Life in Spain; Sky News; & Sin Pagando

Life in Spain
  • There were 8 assisted suicides of Spaniards in Switzerland between 2008 and 2012. This compares with 126 Brits and 268 Germans, for example.
  • As a Brit in Spain, one has to contend with the extreme views of Spaniards on one's compatriots - the decorous Royals at one end, and the Magaluf trash at the other. They both get more attention than they merit.
  • Following the sudden and drastic reduction of subventions to the wind-farm industry last year, only one turbine has been erected in Spain in the last 6 months. Fortunately it wasn't on my horizon, where I can already see 70 of the bloody things.
  • The ability of Spanish testators is severely limited by the Spanish Civil Code of 1989, which obliges them to leave certain amounts to spouse(s) and children. But there are signs that judges are allowing more flexibility, against a background of calls for it from all parties involved - notaries, lawyers and families. Whether there'll ever be the Anglo ability to leave everything to a pet hamster remains to be seen.
  • To widespread acknowledgment, the Prosecutor General has said that "Not everyone is interested in swift and efficient justice." The entire corporate-political nexus for one.
  • Spain's interior minister has said the government will consider banning burqas under the planned new security legislation. These, by the way, are referred to by Madrid as "Citizen Protection Laws", as against the more correct term - "Government Repression Laws". Or "Franco Light Laws".
  • EU figures show that Spain has suffered more from brain drainage during La Crisis than many other Western European countries. 5,500 professionals have come here from elsewhere (mainly Germany and Italy) but 18,400 have emigrated. Which is worrying.

On Sky News tonight, the lead item is the poor kid going to Prague for medical treatment, not the most important British political event in 300 years, the imminent break-up of the United Kingdom. What does that tell you? As The Times puts it: This is the biggest event in British politics in living memory; the No campaign needs to wake up to the Scottish play’s tragic ending. It is a play all about those who would “wrongly win”. It ends in the death of a dear thing thrown away, as it were a careless trifle. [Macbeth]

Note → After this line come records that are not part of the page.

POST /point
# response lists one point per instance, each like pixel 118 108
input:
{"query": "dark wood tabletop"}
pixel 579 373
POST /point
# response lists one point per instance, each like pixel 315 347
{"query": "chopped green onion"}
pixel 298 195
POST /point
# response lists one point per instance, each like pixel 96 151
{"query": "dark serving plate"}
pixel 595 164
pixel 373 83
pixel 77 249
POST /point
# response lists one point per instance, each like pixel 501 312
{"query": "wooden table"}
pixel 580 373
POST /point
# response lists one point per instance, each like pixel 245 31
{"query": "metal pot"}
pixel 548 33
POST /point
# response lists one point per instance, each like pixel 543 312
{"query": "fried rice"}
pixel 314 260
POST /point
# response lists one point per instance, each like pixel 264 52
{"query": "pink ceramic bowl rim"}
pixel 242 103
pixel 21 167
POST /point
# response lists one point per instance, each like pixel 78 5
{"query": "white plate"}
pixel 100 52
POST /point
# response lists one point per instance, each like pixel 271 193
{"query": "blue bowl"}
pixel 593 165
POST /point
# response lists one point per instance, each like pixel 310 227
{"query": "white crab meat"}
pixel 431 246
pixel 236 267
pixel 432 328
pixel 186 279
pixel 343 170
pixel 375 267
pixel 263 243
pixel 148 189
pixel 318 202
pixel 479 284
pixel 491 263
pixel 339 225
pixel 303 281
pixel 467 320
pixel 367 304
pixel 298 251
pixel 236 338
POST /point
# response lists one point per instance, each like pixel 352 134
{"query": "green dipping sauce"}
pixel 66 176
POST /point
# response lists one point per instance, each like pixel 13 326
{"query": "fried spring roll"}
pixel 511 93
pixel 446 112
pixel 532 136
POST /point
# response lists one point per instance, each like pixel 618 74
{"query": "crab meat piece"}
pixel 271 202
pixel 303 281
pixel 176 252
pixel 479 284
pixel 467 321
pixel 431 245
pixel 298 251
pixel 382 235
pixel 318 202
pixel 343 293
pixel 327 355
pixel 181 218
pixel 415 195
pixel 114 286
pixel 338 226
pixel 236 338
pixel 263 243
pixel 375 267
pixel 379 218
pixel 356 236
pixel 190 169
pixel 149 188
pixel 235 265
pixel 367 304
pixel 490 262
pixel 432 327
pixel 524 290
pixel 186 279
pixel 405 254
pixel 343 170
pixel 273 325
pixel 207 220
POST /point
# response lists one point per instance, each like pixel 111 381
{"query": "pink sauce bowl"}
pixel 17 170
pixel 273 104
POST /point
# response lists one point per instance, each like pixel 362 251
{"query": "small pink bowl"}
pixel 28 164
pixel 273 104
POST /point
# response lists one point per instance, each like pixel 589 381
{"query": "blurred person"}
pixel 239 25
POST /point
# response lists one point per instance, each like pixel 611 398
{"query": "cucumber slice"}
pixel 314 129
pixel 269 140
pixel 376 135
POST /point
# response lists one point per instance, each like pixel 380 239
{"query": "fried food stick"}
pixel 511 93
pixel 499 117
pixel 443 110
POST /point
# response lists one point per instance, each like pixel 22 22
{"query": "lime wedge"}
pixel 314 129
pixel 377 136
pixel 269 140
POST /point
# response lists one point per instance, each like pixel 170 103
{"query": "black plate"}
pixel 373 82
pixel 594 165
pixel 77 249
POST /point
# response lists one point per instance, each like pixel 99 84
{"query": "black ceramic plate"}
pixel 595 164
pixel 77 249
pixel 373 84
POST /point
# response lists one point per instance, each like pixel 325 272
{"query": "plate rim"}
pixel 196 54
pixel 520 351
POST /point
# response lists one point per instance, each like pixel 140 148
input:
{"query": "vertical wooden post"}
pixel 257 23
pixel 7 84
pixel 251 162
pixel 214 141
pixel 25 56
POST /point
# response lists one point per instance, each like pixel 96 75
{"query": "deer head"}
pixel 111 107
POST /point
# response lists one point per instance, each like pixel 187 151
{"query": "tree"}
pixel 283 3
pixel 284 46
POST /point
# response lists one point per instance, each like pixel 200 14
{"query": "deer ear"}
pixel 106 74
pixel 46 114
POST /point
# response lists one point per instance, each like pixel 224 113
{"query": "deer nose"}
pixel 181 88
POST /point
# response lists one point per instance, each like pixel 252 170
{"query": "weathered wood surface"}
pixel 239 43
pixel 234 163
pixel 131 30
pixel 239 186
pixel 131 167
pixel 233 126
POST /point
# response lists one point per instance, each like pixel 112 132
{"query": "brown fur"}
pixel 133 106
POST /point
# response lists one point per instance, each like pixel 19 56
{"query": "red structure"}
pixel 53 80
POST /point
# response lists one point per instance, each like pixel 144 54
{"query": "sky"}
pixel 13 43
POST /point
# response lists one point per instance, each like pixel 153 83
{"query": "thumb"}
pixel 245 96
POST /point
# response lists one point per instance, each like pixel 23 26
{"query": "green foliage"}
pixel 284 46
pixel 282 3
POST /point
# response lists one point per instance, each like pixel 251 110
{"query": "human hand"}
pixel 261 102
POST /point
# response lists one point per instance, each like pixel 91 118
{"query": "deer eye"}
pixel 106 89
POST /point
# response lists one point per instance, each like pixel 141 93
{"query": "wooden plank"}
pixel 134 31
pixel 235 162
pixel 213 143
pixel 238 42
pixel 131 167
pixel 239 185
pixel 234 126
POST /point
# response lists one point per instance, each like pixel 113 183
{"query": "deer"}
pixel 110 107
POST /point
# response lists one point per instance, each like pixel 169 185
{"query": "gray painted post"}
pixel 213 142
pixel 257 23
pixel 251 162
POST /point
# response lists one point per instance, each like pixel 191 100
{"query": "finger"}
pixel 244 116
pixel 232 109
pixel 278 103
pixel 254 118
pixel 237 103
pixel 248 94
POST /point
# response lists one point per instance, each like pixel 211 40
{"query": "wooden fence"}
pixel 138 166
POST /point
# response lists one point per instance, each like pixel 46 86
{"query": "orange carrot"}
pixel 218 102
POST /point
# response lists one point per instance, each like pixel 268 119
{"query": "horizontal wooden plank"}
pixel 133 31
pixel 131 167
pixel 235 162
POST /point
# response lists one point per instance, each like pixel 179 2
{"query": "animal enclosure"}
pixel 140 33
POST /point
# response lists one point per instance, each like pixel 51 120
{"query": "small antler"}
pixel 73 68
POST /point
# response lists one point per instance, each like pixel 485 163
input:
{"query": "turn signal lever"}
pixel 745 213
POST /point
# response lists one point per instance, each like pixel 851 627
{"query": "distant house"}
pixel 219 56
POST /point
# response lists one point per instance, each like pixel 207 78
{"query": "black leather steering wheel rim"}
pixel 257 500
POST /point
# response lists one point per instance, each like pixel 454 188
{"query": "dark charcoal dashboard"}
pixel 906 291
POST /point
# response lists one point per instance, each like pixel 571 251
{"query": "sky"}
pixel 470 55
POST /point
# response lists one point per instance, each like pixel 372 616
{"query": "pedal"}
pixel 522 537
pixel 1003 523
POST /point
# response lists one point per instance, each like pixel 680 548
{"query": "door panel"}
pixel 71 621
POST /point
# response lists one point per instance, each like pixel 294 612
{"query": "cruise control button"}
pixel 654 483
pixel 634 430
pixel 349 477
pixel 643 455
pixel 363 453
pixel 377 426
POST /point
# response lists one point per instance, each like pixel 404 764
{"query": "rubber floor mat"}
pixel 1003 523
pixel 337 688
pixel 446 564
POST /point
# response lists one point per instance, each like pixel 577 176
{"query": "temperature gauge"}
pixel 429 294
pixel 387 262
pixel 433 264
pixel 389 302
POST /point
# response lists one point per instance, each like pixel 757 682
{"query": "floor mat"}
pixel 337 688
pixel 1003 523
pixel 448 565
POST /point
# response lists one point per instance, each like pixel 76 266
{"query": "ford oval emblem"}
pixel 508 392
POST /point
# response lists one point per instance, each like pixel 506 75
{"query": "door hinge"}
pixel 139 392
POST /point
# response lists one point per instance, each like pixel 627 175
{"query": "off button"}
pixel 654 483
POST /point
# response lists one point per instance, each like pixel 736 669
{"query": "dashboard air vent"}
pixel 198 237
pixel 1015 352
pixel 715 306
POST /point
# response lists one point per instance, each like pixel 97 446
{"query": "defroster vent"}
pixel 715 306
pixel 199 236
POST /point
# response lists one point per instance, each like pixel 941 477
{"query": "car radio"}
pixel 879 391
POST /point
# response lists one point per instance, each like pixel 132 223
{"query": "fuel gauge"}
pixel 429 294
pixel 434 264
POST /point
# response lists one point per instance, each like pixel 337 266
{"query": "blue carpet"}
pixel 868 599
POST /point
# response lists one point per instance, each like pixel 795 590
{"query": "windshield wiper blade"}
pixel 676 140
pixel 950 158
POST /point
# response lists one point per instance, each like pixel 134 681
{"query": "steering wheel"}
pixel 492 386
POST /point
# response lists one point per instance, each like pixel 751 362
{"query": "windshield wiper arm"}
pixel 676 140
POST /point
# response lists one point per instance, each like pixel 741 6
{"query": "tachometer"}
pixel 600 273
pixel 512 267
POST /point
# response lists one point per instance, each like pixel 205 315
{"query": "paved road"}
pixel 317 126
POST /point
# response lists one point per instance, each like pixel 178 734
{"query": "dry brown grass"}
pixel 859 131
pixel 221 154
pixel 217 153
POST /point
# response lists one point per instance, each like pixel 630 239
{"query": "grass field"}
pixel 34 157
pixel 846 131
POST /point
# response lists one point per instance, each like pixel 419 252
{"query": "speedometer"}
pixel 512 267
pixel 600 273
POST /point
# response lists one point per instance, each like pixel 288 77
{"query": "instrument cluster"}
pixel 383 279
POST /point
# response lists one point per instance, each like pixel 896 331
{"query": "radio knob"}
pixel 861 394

Finally . . . Just in case you ever need it - Doing a (restaurant) runner in Spain is called a simpa - from sin pagar, 'without paying'. Despite the spelling, the pronunciation appears to be the logical sinpa.

Stop-press: I've just had a call from "The Windows Department", in the form of a Chinese woman wanting to fix my computer. Which is odd as I don't use Windows. I should have strung her along but I elected to say goodbye with 2 popular words and hung up before we could get into discussion of my passwords and bank account.


Anthea said...

Simpa. Phonetics experts would tell you that the "n" of "sin" morphs into "m" because of the "p" (pronounced by putting the lips together as is "m") although mostly we don,t realise it or indeed hear it. only when you say it slowly and clearly do you say "sin pa".
there you go.

Sierra said...
This comment has been removed by the author.